Cultural Co-Resistance is the first study of anti-zionist collaborative literature in Palestine/Israel. The book reconstructs the history, politics, and aesthetics of Palestinian-Jewish joint anticolonial literary activism, from the 1950s to the present day.
Drawing on a decade of archival work and interviews with writers and public intellectuals, it tells the story of a Palestinian and Iraqi Jewish literary movement that launched an Arabic, anti-zionist literature in the 1950s and 1960s.
Through the movement’s periodicals, key intellectuals such as Emile Habiby, Sami Michael, Mahmoud Darwish, Tawfiq Zayyad and Shimon Ballas drew on Arab socialist and global anticolonial movements to form a new oppositional aesthetics. The book then traces the influence of these Palestinian and Arab Jewish thinkers on successive generations of writers, who continued to challenge national and colonial division through poetry, prose, literary journals, underground presses and translation projects.

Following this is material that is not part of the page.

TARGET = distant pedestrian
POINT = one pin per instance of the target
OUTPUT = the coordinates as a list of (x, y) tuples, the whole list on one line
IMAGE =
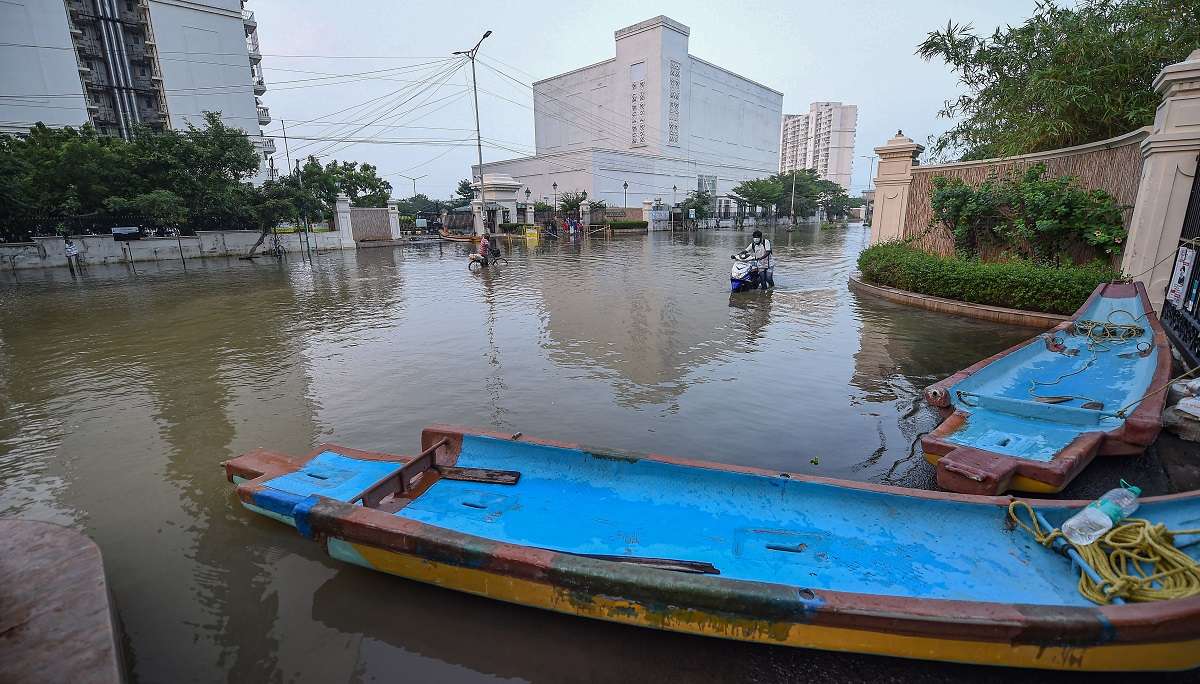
[(72, 252)]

The book argues for a Palestinian-Jewish literary anticolonial practice, reflecting on three critical areas that contain the potential to reshape the way in which Israeli and Palestinian literatures are researched, read and taught. Firstly, the book defines the social, cultural and aesthetic forms that emerge from collaborative work under colonial conditions. Secondly, it reveals the relationship between leftist cultural producers in Israel/Palestine and the histories and traditions of cultural decolonization; and finally, it demonstrates the defining aesthetic impact of colonialism on the progressive literatures and cultures of the region.
Cultural Co-Resistance in Palestine/Israel will be published by Edinburgh University Press in 2026.